Die Zeit scheint still zu stehen, viel vom sonst so präsenten Lärm ist, wie von einem noise-cancelling Kopfhörer weggeschaltet, verschwunden. Die plötzlich so präsente Ruhe hat zwangsweise dazu geführt, dass ich mich in den letzten Wochen und Monaten sehr viel mit mir selbst beschäftigten musste, aber auch endlich wieder einmal das Lernen und meine Weiterentwicklung ins Zentrum stellen konnte. Ein weiterer, vielleicht der wichtigste Aspekt dieser schwierigen Phase: Ich durfte viel, viel kostbare Zeit mit meiner Familie verbringen.
Durch diesen Adventskalender hatte ich zudem seit langer Zeit wieder einmal die Möglichkeit, mich auch seelisch auf ein Weihnachtsfest vorzubereiten und so der eigentlichen Bestimmung des Advents zu folgen.
Der jährliche Einkaufs-Wahnsinn blieb ebenfalls aus, die großen beruflichen Aufgaben im In- und Ausland entfielen - leider - auch fast zur Gänze. Dafür ist dieses Jahr eben eine Stille eingekehrt. Und irgendwann konnte ich sie dann auch zulassen, und die Situation nützen - für eine so dringend notwendige Regeneration - körperlich wie geistig.
Nicht zuletzt deshalb kann ich heuer aus tiefstem ehrlichstem Herzen sagen: Ich bin in Weihnachtsstimmung. Trotz - oder vielleicht auch gerade wegen dieses herausfordernden, denkwürdigen und prägenden Jahres.

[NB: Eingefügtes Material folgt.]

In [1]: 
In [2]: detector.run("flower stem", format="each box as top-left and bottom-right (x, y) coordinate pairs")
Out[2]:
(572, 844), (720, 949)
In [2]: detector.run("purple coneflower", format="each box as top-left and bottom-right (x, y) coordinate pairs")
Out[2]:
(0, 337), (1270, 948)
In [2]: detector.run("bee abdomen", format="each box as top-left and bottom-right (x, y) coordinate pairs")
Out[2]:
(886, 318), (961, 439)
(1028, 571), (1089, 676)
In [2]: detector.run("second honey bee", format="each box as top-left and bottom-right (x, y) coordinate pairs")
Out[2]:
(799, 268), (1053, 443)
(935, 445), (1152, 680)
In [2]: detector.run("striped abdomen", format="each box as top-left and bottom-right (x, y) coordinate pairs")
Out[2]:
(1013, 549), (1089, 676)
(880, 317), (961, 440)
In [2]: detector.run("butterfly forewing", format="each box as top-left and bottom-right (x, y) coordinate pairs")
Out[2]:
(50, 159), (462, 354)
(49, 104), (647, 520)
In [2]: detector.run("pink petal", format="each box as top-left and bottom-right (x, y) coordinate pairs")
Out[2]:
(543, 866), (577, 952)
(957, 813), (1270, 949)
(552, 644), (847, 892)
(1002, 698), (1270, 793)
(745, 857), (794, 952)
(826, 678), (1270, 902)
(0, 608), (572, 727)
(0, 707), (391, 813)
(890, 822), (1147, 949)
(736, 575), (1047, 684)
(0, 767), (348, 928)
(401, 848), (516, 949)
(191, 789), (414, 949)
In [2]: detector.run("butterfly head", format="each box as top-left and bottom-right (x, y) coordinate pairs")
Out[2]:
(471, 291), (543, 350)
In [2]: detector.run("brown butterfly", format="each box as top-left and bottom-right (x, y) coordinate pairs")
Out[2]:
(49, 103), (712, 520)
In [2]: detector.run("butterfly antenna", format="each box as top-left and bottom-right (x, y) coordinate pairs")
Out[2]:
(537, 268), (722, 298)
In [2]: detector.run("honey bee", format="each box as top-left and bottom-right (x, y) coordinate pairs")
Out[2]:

Selbst in den wildesten, vorweihnachtlichen Stress-Perioden der vergangenen Jahre, gab es zum Glück immer einen verlässlichen musikalischen Trigger, der spätestens am Vormittag des 24. Dezember auch bei mir die sehnlichst erwarteten Weihnachtsgefühle ausgelöst hat: .„JAUCHZET, FROHLOCKET“ schallte es dann - in guter Familientradition - aus den Lautsprechern des Plattenspielers.
Schon seit Jahren läuft bei uns die gleiche, in Ihrer Gesamtheit so unvergleichliche, Harnoncourt-Einspielung des WEIHNACHTSORATORIUMS von JOHANN SEBASTIAN BACH.
Überhaupt gilt und galt: Keine Feiertag ohne Weihnachtsoratorium - egal ob als Hörgenuß oder im allerbesten Fall sogar selbst im Advent auf der Konzertbühne gesungen - zumindest die ersten drei Kantaten gehören für mich untrennbar zur Vorbereitung auf das himmlische Wiegenfest.
Verbunden mit dem herrlichen Duft von frischen Vanillekipferln, Kerzen und Tannenzweigen, Weihrauch, dem Geruch von Lungauer Bauernbratwürsten (eine Weihnachts-Spezialität aus meiner Heimat), mir sehr wichtigen Musikstücken und der wahrscheinlich wichtigsten Zutat - einem offenen Herzen - wurde es Gott sei Dank noch immer kurz Weihnachten.
“Jauchzet, Frohlocket - oft preiset die (kommenden) Tage!” - Euch und Ihnen Allen wünsche ich von ganzem Herzen, dass ihr aus diesem so speziellen Weihnachtsfest 2020 so viele positive Aspekte (und negative Testungen) wie möglich ziehen könnt, und dass es insgesamt zwar vielleicht anders, aber dafür auch eine Spur bewusster, sensibler und besinnlicher wird.